I slide in, the velvet cushion sighing under me, cool against the back of my thighs. I try to channel Eileen—cool, unflappable, legendary Eileen. I imagine her standing behind me, resting a steady hand on my shoulder.Chin up, darling. They can smell fear.I give a single, slight nod. “Dad.”

“We’ll order before we get into the theatrics,” he says, not looking at the menu in front of him. He already knows what he wants.

I glance down. Foie gras terrine with cherry compote. Butter-poached Maine lobster. Rack of lamb with a rosemary demi-glace. Items listed without prices, which is how you know they’re astronomical. There’s Turbot with Truffles and Beluga Caviar served on Mother of Pearl.

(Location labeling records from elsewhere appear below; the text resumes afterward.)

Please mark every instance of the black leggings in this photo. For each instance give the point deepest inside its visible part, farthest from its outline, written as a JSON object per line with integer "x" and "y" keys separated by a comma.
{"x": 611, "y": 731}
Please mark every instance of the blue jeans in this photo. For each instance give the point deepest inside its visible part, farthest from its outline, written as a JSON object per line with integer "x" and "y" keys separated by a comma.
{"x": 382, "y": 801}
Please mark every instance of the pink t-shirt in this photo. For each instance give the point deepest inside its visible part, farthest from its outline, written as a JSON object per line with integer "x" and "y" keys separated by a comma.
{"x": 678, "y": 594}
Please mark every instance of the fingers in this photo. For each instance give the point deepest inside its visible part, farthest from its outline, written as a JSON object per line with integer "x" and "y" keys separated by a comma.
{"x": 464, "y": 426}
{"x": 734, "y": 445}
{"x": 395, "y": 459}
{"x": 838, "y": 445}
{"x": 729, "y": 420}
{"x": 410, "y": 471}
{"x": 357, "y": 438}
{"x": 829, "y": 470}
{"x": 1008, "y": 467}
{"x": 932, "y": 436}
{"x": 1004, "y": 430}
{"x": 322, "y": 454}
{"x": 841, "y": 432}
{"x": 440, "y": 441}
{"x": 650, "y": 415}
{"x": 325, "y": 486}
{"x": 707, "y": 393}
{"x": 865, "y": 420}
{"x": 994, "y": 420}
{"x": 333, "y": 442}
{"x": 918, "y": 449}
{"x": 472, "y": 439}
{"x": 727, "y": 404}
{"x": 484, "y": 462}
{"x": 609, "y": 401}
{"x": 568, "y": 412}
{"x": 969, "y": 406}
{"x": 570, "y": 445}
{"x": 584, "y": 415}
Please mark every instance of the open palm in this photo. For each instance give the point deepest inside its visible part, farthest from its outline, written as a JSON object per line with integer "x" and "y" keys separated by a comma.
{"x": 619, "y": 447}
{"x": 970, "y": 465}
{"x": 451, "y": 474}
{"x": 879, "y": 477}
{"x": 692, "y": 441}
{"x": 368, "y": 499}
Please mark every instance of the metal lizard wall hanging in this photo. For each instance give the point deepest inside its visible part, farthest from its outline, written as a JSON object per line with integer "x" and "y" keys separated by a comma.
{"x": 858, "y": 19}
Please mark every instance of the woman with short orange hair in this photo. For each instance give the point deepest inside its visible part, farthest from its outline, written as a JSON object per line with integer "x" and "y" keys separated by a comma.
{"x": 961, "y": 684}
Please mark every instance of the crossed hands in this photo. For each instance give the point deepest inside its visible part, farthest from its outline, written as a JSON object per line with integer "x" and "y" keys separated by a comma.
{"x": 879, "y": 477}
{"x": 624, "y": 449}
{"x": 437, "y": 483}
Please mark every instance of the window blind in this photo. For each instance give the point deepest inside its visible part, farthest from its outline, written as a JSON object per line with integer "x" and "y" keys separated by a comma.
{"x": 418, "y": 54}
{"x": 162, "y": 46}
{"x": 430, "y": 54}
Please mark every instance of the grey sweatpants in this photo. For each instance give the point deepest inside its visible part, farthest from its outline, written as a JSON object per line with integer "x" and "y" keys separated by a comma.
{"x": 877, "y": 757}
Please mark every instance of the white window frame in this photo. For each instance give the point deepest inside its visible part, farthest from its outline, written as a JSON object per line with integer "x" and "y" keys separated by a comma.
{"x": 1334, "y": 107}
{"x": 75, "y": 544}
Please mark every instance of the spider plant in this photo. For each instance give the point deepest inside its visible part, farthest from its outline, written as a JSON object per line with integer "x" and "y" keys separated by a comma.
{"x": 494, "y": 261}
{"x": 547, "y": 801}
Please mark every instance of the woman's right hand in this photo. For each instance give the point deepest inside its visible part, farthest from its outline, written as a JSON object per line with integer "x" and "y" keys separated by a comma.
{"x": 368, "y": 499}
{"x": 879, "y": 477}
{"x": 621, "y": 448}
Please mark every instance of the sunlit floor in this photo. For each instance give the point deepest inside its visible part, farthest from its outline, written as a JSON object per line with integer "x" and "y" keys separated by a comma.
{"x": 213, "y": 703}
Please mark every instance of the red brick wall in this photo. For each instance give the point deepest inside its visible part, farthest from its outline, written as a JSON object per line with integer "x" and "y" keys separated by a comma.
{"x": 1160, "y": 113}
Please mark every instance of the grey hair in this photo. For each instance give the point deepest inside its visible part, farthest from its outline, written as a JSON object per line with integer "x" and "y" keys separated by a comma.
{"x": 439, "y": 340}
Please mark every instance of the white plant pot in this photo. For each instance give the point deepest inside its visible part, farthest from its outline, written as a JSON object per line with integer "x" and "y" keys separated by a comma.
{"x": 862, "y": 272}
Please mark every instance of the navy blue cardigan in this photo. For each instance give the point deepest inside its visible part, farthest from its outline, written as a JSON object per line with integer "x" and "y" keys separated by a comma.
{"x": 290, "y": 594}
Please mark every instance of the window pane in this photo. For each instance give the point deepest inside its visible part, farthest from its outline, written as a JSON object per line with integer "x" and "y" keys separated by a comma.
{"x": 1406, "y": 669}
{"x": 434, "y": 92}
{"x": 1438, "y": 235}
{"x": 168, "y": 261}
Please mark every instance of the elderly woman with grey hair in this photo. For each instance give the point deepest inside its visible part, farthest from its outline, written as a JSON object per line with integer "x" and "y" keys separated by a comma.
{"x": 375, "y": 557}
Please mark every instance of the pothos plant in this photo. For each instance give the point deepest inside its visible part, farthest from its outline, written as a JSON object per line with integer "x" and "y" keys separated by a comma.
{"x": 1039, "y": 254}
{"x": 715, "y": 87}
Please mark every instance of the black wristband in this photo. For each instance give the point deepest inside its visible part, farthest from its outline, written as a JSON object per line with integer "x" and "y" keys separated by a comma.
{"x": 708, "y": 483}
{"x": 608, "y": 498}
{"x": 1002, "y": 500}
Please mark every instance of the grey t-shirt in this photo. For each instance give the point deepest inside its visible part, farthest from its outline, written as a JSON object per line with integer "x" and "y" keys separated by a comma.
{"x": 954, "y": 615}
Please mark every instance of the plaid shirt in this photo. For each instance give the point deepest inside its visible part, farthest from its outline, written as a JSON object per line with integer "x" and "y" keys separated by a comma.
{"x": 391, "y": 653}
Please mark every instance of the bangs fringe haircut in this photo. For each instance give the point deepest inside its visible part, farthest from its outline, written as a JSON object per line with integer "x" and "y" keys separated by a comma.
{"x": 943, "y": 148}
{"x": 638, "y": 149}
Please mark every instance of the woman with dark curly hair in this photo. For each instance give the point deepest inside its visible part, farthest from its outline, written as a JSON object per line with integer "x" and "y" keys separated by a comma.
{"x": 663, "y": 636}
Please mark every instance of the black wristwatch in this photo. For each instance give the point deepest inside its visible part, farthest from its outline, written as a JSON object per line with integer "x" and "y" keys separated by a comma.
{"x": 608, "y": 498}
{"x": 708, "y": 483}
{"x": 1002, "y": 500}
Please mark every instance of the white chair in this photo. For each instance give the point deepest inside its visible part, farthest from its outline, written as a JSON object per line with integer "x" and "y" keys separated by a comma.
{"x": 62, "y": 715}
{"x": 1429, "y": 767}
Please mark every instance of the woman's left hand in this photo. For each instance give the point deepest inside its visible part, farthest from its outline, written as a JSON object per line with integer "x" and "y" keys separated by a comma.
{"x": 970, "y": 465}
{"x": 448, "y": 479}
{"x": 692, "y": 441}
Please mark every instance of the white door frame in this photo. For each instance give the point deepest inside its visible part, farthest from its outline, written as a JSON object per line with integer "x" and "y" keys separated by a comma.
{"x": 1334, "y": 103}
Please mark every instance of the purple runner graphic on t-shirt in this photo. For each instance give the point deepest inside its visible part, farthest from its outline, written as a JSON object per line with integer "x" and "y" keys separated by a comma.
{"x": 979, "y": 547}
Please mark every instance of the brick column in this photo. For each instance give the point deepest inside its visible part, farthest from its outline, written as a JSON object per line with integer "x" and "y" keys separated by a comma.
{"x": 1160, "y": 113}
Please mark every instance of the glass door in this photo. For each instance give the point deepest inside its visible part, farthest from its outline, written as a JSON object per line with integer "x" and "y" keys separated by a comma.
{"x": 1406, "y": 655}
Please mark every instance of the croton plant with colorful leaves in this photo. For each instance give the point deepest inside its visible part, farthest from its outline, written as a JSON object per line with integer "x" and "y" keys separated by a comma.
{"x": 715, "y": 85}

I’ve always loathed caviar—salty, slimy little spheres of pretension—but Mom and Dad devour it, like it’s the pinnacle of sophistication.

The tension is a physical thing, a pressure against my eardrums. A waiter materializes a few minutes later with a crisp tux and polite smile, his notepad poised.

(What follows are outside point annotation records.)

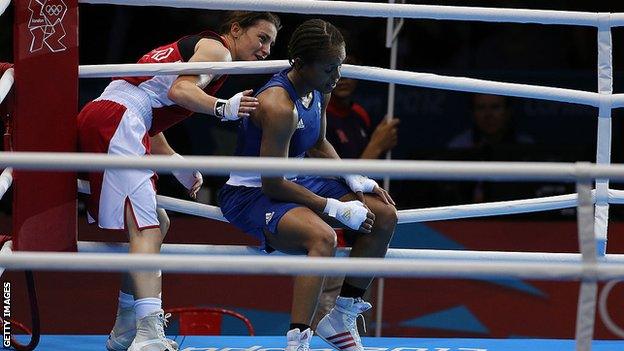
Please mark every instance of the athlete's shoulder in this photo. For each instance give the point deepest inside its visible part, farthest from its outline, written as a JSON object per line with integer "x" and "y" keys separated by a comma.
{"x": 211, "y": 49}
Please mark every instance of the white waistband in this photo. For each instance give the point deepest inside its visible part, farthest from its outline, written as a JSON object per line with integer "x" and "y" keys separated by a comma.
{"x": 131, "y": 96}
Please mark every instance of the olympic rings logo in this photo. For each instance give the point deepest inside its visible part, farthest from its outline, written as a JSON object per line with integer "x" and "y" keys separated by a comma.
{"x": 53, "y": 10}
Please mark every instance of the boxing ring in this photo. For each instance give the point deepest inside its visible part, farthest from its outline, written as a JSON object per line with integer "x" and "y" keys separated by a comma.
{"x": 590, "y": 266}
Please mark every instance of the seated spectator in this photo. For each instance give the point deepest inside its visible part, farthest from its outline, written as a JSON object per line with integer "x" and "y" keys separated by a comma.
{"x": 492, "y": 125}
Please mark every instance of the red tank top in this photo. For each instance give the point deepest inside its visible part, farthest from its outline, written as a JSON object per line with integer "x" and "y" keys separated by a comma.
{"x": 165, "y": 113}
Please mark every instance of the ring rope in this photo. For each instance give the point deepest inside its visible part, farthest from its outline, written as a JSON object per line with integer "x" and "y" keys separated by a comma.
{"x": 399, "y": 169}
{"x": 377, "y": 74}
{"x": 429, "y": 254}
{"x": 404, "y": 216}
{"x": 3, "y": 5}
{"x": 604, "y": 311}
{"x": 282, "y": 265}
{"x": 6, "y": 82}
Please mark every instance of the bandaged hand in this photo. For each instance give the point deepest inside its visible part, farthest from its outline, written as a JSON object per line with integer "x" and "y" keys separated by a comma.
{"x": 353, "y": 214}
{"x": 192, "y": 180}
{"x": 358, "y": 183}
{"x": 238, "y": 106}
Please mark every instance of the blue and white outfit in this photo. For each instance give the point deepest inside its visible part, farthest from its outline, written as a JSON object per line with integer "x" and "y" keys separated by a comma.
{"x": 241, "y": 199}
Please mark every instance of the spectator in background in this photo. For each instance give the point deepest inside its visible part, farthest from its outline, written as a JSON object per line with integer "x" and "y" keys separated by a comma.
{"x": 349, "y": 126}
{"x": 492, "y": 125}
{"x": 349, "y": 131}
{"x": 492, "y": 137}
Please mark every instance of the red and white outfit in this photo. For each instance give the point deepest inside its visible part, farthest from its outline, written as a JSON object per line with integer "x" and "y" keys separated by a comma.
{"x": 120, "y": 122}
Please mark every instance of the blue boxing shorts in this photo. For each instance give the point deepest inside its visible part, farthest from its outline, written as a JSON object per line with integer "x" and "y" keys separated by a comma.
{"x": 250, "y": 210}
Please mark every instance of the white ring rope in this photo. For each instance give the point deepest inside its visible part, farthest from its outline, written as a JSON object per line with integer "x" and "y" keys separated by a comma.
{"x": 270, "y": 265}
{"x": 604, "y": 311}
{"x": 3, "y": 5}
{"x": 6, "y": 179}
{"x": 142, "y": 69}
{"x": 426, "y": 80}
{"x": 405, "y": 216}
{"x": 455, "y": 170}
{"x": 367, "y": 9}
{"x": 6, "y": 82}
{"x": 428, "y": 254}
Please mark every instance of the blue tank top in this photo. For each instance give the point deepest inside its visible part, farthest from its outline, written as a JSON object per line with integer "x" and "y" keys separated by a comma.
{"x": 305, "y": 136}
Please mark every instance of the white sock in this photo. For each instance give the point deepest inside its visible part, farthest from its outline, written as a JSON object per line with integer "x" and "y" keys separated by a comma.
{"x": 146, "y": 306}
{"x": 125, "y": 300}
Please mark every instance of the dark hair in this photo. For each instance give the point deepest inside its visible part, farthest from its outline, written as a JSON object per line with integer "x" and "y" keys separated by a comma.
{"x": 246, "y": 19}
{"x": 312, "y": 40}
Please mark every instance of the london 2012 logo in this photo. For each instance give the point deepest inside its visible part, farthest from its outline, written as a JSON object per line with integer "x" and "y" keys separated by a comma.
{"x": 46, "y": 25}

My father orders the lamb, his voice brooking no discussion. Daniel orders the steak, medium-rare, his voice quiet. When my mother speaks, it’s a serene ripple. “The poached salmon for me, with the steamed haricot vert, dressing on the side. And formy daughter,” she says, without glancing my way, “the seared scallop salad. Light on the oil.”

I open my mouth. “I’m perfectly capable of ordering my own—”

“Excellent choices,” the waiter says with a professional smile, whisking the menus away before the sentence is out.

I sigh, turning to my mother. “I am perfectly capable of ordering my own food.”

My father doesn’t miss a beat. “Lately, it seems you’re perfectly capable of a lot of things,” he says, his voice like gravel. He leans forward, steepling his large, tanned hands on the white linen. He’s a handsome man, my father. Even now, in his mid-fifties, his dark hair is only lightly threaded with silver near his temples, his jawline firm. He’s tall and solidly built, a former athlete whose presence has always commanded a room. Right now, that presence feels less like command and more like a containment field. His eyes, a bright silver, are currently frosted over, holding a cold, simmering anger. His mouth is a thin, bloodless line.

“So,” he begins, the single word dropping like a stone. “Let’s start with you running off from your own wedding.”

Daniel shifts slightly beside him. He’s staring fixedly at his own hands, a lock of his chestnut hair falling across his forehead. He looks younger like that. More like the boy I originally fell for.

He doesn’t wait for an answer, his voice dropping low and cold. “What in the goddamnhell—” His palm slams flat on the table, the thud making silverware jump, glasses rattle, and me flinch despite myself. Mom’s hand twitches toward her drink; Daniel shifts in his seat. “—would possess you to pull something so stupid, so monumentally idiotic?”